J’ai l’honneur de vous informer des faits suivants dont j’ai été le témoin impartial et scandalisé.

Aux environs de quatorze heures ce jour-même je me trouvais avec mille camarades aux abords d’un château que nous nous apprêtions à assiéger.

Nous attendions calmement, mes chers amis et moi, le signal de l’attaque, motivés par un enthousiasme communicatif mais discret, très impatients d’en découdre et, vous l’aurez compris, liés indéfectiblement par un dévouement sans faille, dépassant l’idée simpliste que le règlement c’est le règlement.
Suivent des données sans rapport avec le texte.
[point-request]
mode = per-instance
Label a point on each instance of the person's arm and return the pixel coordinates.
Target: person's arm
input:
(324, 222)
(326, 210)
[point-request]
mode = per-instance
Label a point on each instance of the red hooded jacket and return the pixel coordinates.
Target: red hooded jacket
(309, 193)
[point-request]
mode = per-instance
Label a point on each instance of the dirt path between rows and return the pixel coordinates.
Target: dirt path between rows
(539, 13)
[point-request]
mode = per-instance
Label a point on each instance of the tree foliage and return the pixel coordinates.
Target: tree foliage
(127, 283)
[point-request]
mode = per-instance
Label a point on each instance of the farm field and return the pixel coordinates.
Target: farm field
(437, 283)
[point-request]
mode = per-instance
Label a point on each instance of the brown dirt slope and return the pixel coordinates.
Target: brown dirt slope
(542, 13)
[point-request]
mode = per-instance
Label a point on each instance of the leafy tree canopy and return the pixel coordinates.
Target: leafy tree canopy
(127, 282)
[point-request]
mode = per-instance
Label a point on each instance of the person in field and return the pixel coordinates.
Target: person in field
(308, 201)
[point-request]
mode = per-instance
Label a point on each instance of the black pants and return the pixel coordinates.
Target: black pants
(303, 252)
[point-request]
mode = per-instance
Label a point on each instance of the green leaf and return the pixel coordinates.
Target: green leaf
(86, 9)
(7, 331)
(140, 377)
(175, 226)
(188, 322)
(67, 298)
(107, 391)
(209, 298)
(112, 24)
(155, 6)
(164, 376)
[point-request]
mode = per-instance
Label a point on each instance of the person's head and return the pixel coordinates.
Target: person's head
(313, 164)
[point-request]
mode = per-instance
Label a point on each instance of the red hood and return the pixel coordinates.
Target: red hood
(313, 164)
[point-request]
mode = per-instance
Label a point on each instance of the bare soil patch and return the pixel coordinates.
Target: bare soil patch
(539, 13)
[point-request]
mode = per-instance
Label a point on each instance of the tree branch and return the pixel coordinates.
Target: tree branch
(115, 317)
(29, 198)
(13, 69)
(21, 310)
Soudain, une pluie de projectiles s’abattit sur nous, avec une agressivité rare et, d’expérience, pour les plus valides d’entre nous (en réalité les rescapés) nous fûmes certains que des catapultes vraisemblablement introduites clandestinement étaient utilisées. Je peux donc affirmer que le fair-play n’était pas au rendez-vous.

J’ai le devoir d’ajouter qu’après notre première salve plus bienveillante que dissuasive, un sauvage, que dis-je un irascible illuminé, tenta une sortie de la forteresse et se mit à achever nos blessés à coups d’épée, agissements d’une cruauté insoutenable qui provoqua notre fuite, le seul refuge à proximité étant l’épaisse forêt près du château.
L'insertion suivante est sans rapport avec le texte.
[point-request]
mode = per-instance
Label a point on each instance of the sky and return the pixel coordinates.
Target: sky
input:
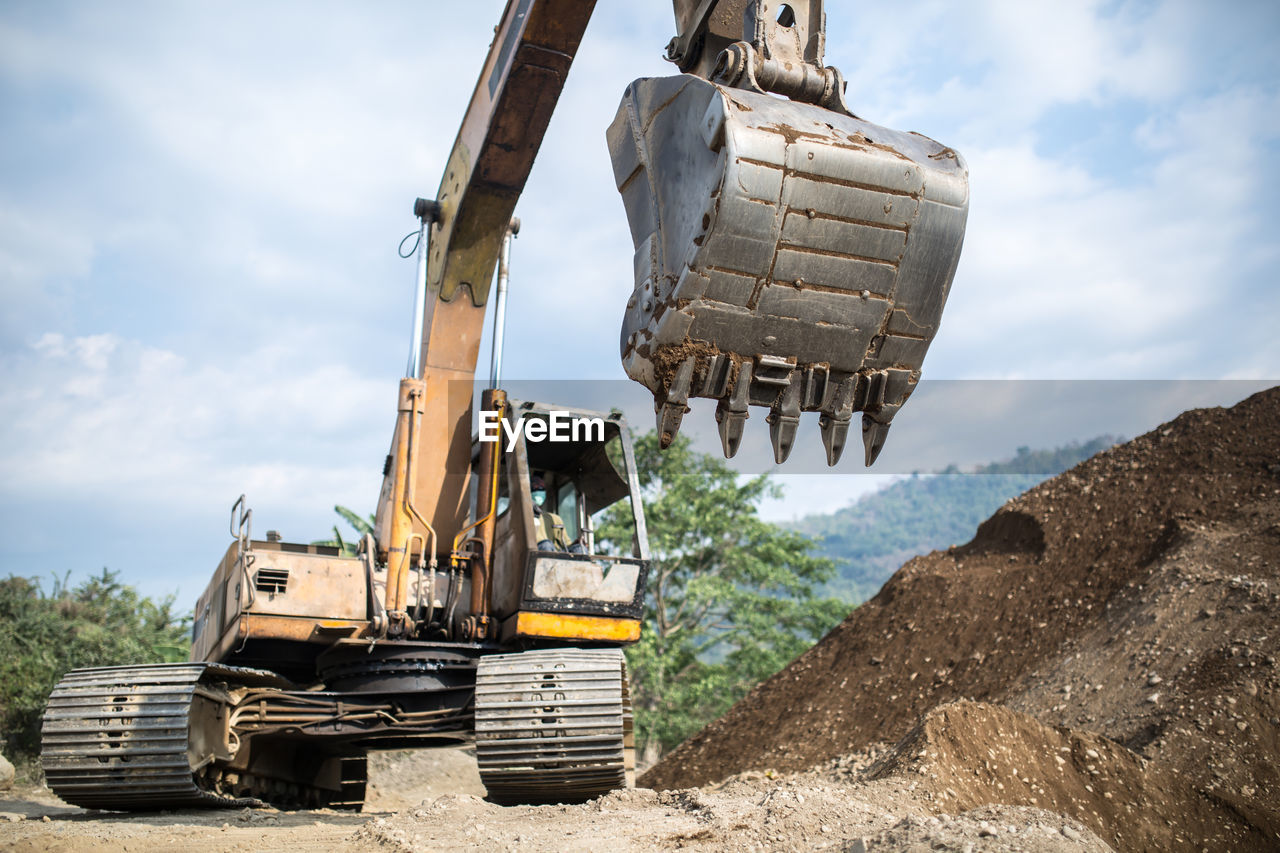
(200, 206)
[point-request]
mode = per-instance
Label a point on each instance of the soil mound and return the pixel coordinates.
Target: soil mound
(1134, 596)
(972, 755)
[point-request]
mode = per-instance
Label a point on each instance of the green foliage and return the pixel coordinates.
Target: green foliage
(869, 539)
(359, 524)
(730, 597)
(99, 623)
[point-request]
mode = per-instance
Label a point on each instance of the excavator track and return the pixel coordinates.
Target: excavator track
(123, 738)
(553, 725)
(117, 738)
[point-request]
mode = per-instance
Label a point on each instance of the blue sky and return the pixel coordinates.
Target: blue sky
(200, 206)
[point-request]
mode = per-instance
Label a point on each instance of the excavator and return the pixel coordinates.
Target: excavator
(789, 256)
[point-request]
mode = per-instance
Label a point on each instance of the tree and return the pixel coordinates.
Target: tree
(99, 623)
(360, 525)
(730, 597)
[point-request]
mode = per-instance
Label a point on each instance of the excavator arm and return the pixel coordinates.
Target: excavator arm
(425, 484)
(789, 255)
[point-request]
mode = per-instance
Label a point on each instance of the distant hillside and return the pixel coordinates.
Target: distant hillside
(871, 538)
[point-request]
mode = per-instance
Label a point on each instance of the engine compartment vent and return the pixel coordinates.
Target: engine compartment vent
(272, 580)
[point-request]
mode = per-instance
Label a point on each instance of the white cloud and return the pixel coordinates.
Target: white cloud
(105, 419)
Une conversation avec un de nos éclaireurs resté aux avant-postes me permet d’affirmer qu’il y a sans doute de la sorcellerie dans la manière dont nos adversaires se sont ensuite défaits d’un dragon qui ne faisait que son devoir. Ces faits sont gravissimes.

Je ne commenterai même pas l’indécence de la célébration qui s’ensuivit, une foule sortie on ne sait d’où se répandit en acclamations d’une scandaleuse incorrection, de même qu’un banquet semble avoir eu lieu et nous incommoda pendant notre repli stratégique avec une odeur épouvantable de vanille et de fraise.

Dans ces conditions, je vous prie, monsieur, de bien vouloir m’indiquer quelles mesures vous envisagez suite à ces atteintes intolérables à la règle et à la bienséance. Il est grand temps de rétablir l’ordre public.